= Stephen Gregory (author) =

British writer (1950–2024)

Stephen Gregory (1952–2024) was a Welsh author of horror fiction. He was born in Derby, England in 1952. He had a degree in law from the University of London, and worked as a teacher in various places, including Bangor in Wales, Algiers in Algeria and the Sudan. Gregory lived in Hollywood, California for a time, where he worked as a script writer with William Friedkin at Paramount Pictures.

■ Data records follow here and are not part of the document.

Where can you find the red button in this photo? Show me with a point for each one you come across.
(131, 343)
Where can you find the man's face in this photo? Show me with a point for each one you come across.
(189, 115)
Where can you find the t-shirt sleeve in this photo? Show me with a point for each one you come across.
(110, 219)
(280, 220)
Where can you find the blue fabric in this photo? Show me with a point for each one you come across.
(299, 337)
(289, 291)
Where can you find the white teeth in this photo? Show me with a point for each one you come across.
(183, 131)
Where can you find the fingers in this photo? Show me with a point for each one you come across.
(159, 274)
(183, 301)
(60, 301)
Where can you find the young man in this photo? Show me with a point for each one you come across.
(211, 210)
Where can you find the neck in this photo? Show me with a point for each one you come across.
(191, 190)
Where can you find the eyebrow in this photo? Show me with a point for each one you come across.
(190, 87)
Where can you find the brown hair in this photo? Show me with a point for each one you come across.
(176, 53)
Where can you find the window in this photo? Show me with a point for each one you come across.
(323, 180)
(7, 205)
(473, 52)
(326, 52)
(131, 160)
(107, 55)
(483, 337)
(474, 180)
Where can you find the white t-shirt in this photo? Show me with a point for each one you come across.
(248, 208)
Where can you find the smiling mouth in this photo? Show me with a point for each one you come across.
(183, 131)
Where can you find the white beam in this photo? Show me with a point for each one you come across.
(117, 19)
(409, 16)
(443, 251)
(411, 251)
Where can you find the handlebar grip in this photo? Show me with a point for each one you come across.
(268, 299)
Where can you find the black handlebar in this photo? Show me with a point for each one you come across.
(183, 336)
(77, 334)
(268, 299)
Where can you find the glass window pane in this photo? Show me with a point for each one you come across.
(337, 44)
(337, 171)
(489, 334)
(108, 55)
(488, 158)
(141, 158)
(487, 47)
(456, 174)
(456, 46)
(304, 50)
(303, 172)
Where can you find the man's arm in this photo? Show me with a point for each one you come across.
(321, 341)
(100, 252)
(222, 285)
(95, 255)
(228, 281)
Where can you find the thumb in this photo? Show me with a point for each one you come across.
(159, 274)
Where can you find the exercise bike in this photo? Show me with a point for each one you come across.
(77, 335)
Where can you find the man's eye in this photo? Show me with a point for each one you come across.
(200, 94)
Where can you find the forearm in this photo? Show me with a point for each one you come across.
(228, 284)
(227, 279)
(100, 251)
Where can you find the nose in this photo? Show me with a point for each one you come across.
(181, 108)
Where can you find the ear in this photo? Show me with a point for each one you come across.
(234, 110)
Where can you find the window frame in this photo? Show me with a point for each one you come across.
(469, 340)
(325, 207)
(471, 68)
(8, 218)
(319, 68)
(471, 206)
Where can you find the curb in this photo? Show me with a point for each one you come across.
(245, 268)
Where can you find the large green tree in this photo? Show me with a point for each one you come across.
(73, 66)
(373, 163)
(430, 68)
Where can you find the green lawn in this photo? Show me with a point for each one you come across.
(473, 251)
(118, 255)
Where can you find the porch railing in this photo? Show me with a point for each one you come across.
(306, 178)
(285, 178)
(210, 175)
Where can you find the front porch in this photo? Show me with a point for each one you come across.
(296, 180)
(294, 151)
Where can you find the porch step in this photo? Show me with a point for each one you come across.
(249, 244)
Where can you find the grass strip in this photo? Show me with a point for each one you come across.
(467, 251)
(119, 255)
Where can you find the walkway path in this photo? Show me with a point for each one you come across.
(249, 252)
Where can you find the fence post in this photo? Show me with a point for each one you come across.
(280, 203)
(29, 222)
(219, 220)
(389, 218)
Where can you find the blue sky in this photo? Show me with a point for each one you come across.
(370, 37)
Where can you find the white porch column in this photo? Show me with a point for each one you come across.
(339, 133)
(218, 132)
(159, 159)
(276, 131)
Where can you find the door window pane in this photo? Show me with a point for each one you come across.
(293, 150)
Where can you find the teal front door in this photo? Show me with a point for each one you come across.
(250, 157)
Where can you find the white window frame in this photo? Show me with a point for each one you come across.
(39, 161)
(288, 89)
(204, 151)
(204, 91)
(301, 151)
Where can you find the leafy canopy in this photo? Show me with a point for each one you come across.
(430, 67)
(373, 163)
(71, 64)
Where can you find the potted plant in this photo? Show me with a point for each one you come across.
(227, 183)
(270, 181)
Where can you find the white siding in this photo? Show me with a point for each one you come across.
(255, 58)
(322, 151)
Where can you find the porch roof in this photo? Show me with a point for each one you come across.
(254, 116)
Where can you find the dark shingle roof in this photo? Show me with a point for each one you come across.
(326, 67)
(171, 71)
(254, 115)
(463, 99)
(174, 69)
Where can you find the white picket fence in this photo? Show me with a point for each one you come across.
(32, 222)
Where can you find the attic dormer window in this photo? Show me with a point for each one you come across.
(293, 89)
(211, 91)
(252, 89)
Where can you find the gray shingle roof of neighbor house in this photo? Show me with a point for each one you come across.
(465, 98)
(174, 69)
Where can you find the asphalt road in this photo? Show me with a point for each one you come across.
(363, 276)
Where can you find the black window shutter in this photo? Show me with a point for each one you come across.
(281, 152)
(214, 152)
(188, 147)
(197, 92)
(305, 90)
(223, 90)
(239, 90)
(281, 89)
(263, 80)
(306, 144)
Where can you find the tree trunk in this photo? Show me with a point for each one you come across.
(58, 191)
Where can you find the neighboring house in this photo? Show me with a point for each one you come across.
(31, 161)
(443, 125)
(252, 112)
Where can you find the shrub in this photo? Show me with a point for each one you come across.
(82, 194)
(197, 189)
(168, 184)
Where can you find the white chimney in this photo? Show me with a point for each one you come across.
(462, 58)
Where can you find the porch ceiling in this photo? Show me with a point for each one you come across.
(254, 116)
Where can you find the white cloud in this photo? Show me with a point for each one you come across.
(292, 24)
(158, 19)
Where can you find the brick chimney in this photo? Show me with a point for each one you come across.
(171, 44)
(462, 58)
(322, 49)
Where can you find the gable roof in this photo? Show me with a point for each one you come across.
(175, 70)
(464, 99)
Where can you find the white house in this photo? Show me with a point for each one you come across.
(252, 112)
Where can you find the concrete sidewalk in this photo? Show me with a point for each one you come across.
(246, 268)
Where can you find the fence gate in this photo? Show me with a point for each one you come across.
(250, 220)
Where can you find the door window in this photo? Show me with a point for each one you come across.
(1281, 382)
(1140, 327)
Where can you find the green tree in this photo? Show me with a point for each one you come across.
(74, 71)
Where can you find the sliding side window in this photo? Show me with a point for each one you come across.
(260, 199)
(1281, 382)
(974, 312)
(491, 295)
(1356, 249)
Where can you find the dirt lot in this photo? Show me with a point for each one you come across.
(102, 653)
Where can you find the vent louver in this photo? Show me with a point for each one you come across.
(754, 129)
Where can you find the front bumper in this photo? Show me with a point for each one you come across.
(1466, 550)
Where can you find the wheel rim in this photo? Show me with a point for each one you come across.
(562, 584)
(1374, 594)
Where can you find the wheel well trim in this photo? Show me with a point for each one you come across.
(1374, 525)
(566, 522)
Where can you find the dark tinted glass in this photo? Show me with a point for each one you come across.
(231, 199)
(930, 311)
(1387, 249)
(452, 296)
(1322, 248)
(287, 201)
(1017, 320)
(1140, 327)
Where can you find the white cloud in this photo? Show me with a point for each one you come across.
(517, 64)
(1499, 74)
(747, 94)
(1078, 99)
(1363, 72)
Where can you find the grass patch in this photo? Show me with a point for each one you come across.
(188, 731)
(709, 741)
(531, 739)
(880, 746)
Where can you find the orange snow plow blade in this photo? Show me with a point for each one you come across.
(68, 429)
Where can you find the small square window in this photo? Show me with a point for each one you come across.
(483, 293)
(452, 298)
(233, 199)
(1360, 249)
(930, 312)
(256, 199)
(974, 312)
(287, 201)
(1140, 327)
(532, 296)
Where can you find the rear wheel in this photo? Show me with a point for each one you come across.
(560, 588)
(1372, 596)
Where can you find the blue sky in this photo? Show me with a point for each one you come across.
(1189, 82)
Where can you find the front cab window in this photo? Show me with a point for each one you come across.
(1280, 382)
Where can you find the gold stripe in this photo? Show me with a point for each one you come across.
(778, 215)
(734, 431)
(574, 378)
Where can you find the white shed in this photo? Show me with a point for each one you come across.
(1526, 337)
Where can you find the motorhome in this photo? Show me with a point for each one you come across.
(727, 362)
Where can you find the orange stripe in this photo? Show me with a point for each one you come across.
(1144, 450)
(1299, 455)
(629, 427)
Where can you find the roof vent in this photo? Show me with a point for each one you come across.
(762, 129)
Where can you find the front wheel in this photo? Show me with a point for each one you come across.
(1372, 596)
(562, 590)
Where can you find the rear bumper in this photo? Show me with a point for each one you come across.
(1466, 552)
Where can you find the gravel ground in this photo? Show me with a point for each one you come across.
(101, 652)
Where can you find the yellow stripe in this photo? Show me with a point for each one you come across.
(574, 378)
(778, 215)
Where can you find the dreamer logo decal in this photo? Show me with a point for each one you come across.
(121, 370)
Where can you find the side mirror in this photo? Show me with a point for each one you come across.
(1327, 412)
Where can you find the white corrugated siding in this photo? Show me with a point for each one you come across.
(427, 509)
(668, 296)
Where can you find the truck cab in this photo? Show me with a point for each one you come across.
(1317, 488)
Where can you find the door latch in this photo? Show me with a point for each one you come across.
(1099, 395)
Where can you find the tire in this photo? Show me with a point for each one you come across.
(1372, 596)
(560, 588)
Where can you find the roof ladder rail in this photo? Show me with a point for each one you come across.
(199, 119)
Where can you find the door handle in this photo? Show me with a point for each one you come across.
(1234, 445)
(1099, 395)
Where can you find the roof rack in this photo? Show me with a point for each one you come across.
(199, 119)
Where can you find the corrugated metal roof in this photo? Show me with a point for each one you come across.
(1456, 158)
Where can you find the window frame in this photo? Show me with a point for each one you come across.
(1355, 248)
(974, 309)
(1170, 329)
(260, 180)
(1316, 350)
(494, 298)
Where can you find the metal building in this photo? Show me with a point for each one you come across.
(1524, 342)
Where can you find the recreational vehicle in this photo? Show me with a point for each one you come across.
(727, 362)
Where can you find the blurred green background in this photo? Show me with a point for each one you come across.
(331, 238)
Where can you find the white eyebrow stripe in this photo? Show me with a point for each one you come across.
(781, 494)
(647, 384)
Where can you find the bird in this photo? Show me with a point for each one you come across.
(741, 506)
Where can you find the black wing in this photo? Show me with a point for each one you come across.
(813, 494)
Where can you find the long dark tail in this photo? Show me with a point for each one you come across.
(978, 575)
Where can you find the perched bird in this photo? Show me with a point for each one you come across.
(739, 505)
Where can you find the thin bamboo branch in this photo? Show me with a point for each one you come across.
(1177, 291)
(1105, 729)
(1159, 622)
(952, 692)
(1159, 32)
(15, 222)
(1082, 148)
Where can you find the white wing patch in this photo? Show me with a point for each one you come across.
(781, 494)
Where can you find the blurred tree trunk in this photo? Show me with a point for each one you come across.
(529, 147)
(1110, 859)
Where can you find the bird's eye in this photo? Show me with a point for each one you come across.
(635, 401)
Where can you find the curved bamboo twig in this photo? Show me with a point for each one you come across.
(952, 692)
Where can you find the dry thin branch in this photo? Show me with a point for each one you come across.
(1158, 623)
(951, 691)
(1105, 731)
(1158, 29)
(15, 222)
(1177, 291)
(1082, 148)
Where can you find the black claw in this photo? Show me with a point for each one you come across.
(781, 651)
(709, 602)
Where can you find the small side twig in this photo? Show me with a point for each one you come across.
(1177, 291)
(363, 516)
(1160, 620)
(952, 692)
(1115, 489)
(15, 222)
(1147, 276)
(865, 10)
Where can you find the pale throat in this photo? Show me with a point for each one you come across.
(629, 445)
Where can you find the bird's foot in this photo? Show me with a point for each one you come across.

On 14 January 2024, his publisher announced his death.

==Works==

His works include:
- The Cormorant, 1986 (reissued in 2013 by Valancourt Books, new introduction by the author)
- The Woodwitch, 1988 (reissued in 2014 by Valancourt Books, new introduction by Paul G. Tremblay)
- The Blood of Angels, 1993 (reissued in 2015 by Valancourt Books, new introduction by Mark Morris)
- The Perils and Dangers of This Night, 2008
- The Waking that Kills, 2013
- Wakening the Crow, 2014
- Plague of Gulls, 2015

The Cormorant received the 1987 Somerset Maugham Award, and, in 1993, the BBC made it into a film, starring Ralph Fiennes, which won two BAFTA Cymru awards. All three books were published both in the UK and US as well as in foreign translations.